Although MBD has previously been used to generate PLC code for industrial equipment in [36], there is little evidence in the literature to suggest that the use of MBD to develop and validate equipment software has been considered by manufacturers of equipment for regulated environments. This paper aimed to address this gap in the literature by presenting a novel approach to the design and validation of custom software for equipment control. This was accomplished by leveraging the capabilities of MBD to automate the testing, documentation and code generation steps in equipment design and applying this approach to a common industrial application. It is expected that this work will provide a basis for demonstrating the benefits of adopting model-based practices to equipment manufacturers in regulated industries.
The successful operation of the PLC code for the test case examined in this paper verified that the simulation model and results accurately represented the physical system, proving that the proposed approach is a viable method to produce validated equipment control logic. Although the Simulink PLC coder presents the opportunity to generate code automatically for multiple technology provider platforms and, in principle, enables a technology provider agnostic approach to equipment design, some considerations for the target hardware are required. The design engineer requires a detailed understanding of the PLC platform or equipment on which the code will run, as many PLC environments include libraries of function blocks that perform similar functions but receive and process data in slightly different manners. This is a potential barrier to adoption of the approach in an industrial environment, due to the requirement for model-based definitions of the technology provider specific function blocks, such as the MAM block developed in this work. A significant modelling effort would be required to generate accurate model-based definitions of all commonly used function blocks for different PLC platforms, and this is unlikely to be feasible for a single manufacturer. However, the potential benefits of adopting a MBD approach to validation, including automated requirements testing, automated software verification, automated documentation and code generation, indicates that the creation of these models would improve validation activities across the regulated industry and warrants further research to enable this approach, perhaps adopting an all-industry approach where technology providers provide their function block models in accordance with standards, such as PLC Open.

6. Conclusions

The methodology proposed in this paper has proven that a model-based approach to equipment control design is technically feasible, can be used to rapidly test equipment control logic and to automatically generate the required PLC code. From the proof of concept, it has been determined that implementation of the proposed workflow on a common industrial application resulted in the successful validation of equipment modules for use in regulated manufacturing environments. Using the Simulink modules as described in the proposed workflow would enable engineers to achieve complete test coverage of the equipment control logic. It has been shown that test reports could be automatically generated to serve as validation documentation and prove that the equipment control logic is performing as specified.
The work carried out in this study has proven that it is technically feasible to use an MBD approach to model, test and generate validated equipment control logic for manufacturing equipment in regulated manufacturing sectors, such as medical device and pharmaceutical manufacturing facilities. Further work on this approach aims to determine potential methods to enable mass adoption of this approach for equipment validation activities in regulated manufacturing environments. Other topics in this area that may warrant further investigation include the use of additional applications, such as Simulink Check, to further test and improve model quality before code generation.

Author Contributions

Conceptualization, E.P.H.; Funding acquisition, N.P.O. and C.T.M.; Methodology, D.M. (Damian McCarthy); Project administration, D.M. (Dermot McMorrow), N.P.O. and C.T.M.; Software, D.M. (Damian McCarthy); Supervision, D.M. (Dermot McMorrow), N.P.O. and C.T.M.; Visualization, D.M. (Damian McCarthy) and E.P.H.; Writing–original draft, D.M. (Damian McCarthy); Writing—review & editing, D.M. (Dermot McMorrow), N.P.O., C.T.M. and E.P.H. All authors have read and agreed to the published version of the manuscript.

Funding

This publication has emanated from research conducted in the Confirm Smart Manufacturing Research Centre, with the financial support of Science Foundation Ireland (SFI) under Grant Number SFI/16/RC/3918, co-funded by the European Regional Development Fund.

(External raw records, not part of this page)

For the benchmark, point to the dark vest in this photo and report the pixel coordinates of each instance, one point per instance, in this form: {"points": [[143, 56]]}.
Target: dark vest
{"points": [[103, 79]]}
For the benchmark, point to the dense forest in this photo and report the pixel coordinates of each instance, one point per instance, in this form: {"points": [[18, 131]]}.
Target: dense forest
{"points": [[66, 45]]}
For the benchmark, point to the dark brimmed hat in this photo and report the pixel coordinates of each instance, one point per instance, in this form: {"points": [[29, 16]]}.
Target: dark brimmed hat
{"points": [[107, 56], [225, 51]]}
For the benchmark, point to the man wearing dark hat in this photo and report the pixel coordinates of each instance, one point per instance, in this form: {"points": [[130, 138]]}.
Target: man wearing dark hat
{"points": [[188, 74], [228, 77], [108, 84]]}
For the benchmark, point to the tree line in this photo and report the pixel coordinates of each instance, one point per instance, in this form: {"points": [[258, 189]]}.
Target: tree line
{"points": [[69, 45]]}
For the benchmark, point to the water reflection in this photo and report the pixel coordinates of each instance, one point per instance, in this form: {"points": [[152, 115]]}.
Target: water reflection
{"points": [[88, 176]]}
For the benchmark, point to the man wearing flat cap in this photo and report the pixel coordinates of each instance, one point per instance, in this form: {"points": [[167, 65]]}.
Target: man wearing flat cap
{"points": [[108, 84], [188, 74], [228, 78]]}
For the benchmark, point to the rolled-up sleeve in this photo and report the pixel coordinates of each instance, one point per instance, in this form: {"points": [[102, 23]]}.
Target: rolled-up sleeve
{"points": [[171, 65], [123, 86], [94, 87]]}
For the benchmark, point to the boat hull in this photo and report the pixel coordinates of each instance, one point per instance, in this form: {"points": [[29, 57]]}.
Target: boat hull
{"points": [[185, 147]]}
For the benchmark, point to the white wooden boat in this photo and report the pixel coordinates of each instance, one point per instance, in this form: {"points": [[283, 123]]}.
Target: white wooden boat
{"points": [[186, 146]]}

Institutional Review Board Statement

Not applicable.

Informed Consent Statement

Not applicable.

Data Availability Statement

Not applicable.

Acknowledgments

Damian McCarthy acknowledges the assistance of Shane Loughlin of SL Controls in the development of the model used in this paper.

Conflicts of Interest

The authors declare no conflict of interest.

Appendix A

Figure A1. Example of typical test case and its associated data.
Figure A1. Example of typical test case and its associated data.
Applsci 12 07506 g0a1
  • Explanation:
  • This is an example of a test case.
  • This test case satisfies Requirement 2–Idle to Running Transition.
  • The objectives table is a list of the model elements which were tested in this case and the associated test objective that this test case satisfied.
  • The Generated Input Data table records the value of each model input at every simulation step of the test case.
  • The Expected Output Table presents the expected simulation output values for this test case.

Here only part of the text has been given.